Spectranetics (Colorado Springs, Colorado) said it has received conditional approval from the FDA to begin the Extended FAMILI clinical trial, which will study the use of the company's excimer laser catheters to treat heart attack patients. The goal of the study is to determine if treating the heart attack with the laser restores blood flow and reduces the infarct size. The feasibility trial will enroll 80 patients at up to 20 multinational sites. The trial has been initiated in Europe, and 13 patients have been enrolled at five sites. For each patient, study endpoints include the re-establishment of blood flow in the blocked artery creating the heart attack, the ability of blood to flow into the heart muscle as seen on the electrocardiogram and the amount of tissue damaged by the heart attack.

St. Jude Medical (St. Paul, Minnesota) said the FDA has approved a premarket approval supplement creating new labeling for the Angio-Seal vascular closure device. The new labeling allows clinicians to re-stick 1 cm proximal to the same location of a previous Angio-Seal device in less than 90 days. The labeling change is based on a study published in the February 2003 Catheterization and Cardiovascular Interventions. The company also reported shipment of the 4 millionth Angio-Seal device in May, which it said is continued evidence that active vascular closure is becoming a worldwide standard of care.

Toshiba America Medical Systems (Tustin, California) reported that it has received FDA marketing clearance for its C-panel flat-panel detector (FPD). Designed specifically for cardiac imaging, C-panel FPD technology delivers high-resolution dynamic imaging for cardiovascular intervention and diagnostic exams, while also providing greater flexibility for dose reduction. The C-panel FPD is a field-upgradeable component for Toshiba's Infinix CC-i System.

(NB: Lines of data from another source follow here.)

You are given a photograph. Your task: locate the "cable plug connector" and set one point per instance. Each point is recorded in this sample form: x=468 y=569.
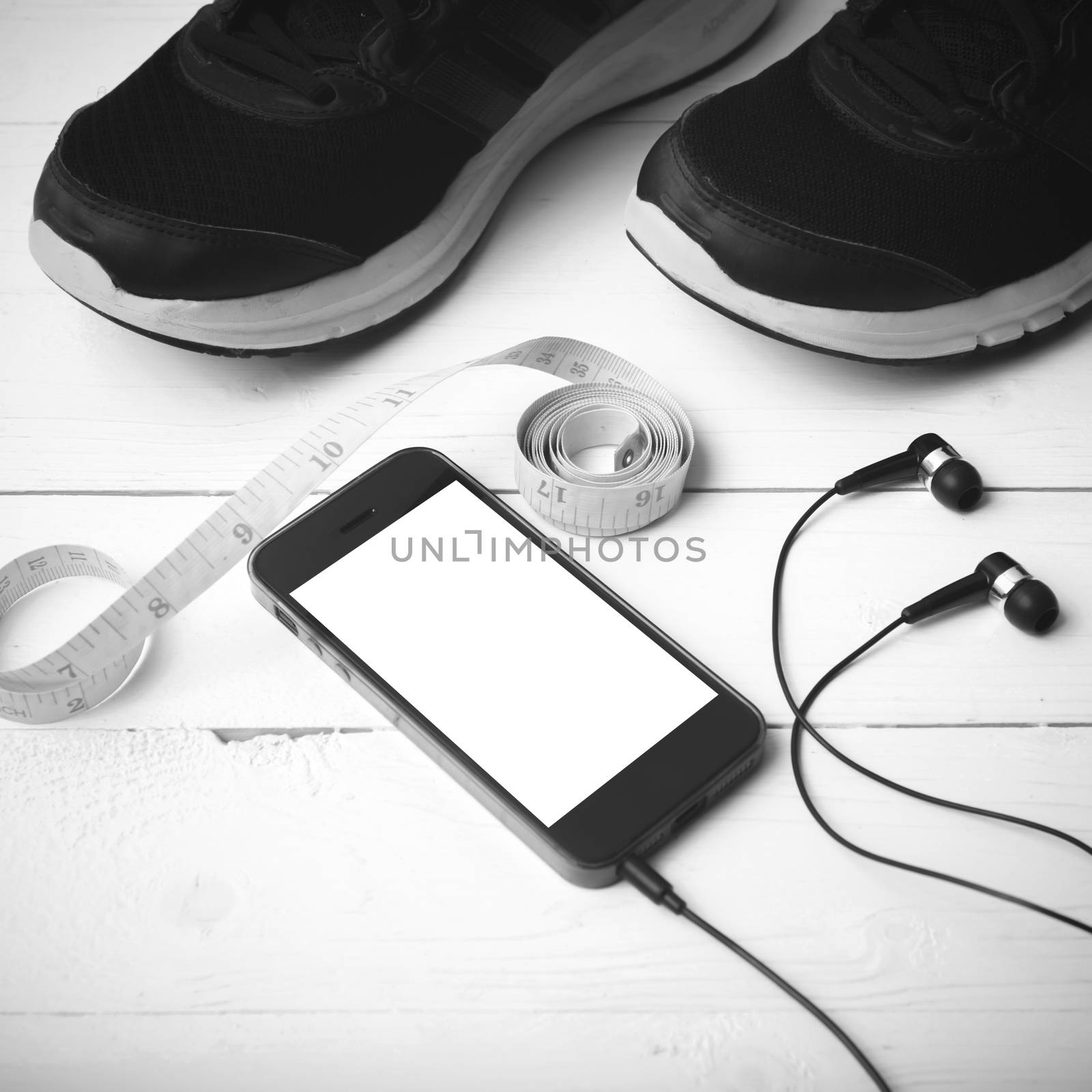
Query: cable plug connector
x=651 y=884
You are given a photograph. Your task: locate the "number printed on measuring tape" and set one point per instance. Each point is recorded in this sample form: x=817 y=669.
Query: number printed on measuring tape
x=609 y=403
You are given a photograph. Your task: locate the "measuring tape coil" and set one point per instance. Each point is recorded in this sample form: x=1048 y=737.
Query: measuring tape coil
x=609 y=403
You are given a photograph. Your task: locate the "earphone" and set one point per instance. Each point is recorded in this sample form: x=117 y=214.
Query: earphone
x=949 y=478
x=1026 y=603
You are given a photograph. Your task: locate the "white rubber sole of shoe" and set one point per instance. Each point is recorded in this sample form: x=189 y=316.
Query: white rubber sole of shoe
x=994 y=318
x=655 y=46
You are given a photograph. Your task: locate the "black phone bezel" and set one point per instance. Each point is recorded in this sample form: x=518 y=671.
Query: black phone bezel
x=622 y=815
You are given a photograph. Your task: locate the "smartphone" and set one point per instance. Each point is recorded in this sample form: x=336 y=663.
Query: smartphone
x=578 y=723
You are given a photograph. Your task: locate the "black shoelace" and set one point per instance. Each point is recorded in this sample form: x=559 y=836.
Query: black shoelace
x=915 y=68
x=258 y=42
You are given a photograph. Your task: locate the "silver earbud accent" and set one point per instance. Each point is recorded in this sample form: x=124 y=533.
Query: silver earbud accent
x=933 y=462
x=1003 y=587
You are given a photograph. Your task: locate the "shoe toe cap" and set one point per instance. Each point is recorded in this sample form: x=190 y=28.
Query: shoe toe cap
x=165 y=258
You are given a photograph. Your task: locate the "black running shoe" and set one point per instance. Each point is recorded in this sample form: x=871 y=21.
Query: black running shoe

Trimedyne (Irvine, California) reported the issuance of U.S. patent No. 6,740,107, which covers new, minimally invasive laser devices designed to treat mitral valve regurgitation. Trimedyne's patent covers designs for two new laser devices to treat this condition; one for use by surgeons during bypass surgery, and one for use by cardiologists in the cath lab through a puncture in an artery in the groin.

Vasamed (Minneapolis, Minnesota) reported that the U.S. Patent and Trademark Office granted it a method patent for a new pulse oximeter that incorporates signals from a laser Doppler velocimeter (LDV) and an impedance cardiograph (ICG) to accomplish the measurement of oxygen saturation. Both LDV and ICG are used in products owned by Vasamed.

Ventracor (Sydney, Australia) said several hospital ethics committees in Australia and New Zealand are currently reviewing the final protocols for the CE mark trial of its VentrAssist implantable left ventricular assist system, with agreements expected in May and June. In the UK, clearance from the government's regulatory authority, in addition to the Ethics Committee approval, is required to start the trial. The company said an additional submission is currently being finalized.

Zoll Medical (Chelmsford, Massachusetts) said the FDA has granted marketing clearance for the new pediatric capability in its automated external defibrillator, the AED Plus. This capability, for children up to 8 years of age, is now available to customers and distributors in the U.S. and worldwide. The pediatric capability includes voice prompts that tell rescuers what type of electrodes are connected, so that the proper electrodes are used for adults or children. Separate and specific algorithms for adults and children are used to analyze a victim's heart rhythm. Pediatric-specific energy levels also have been incorporated. Electronics in the AED Plus adjust defibrillating energy levels automatically so that suitable doses, when needed, are delivered.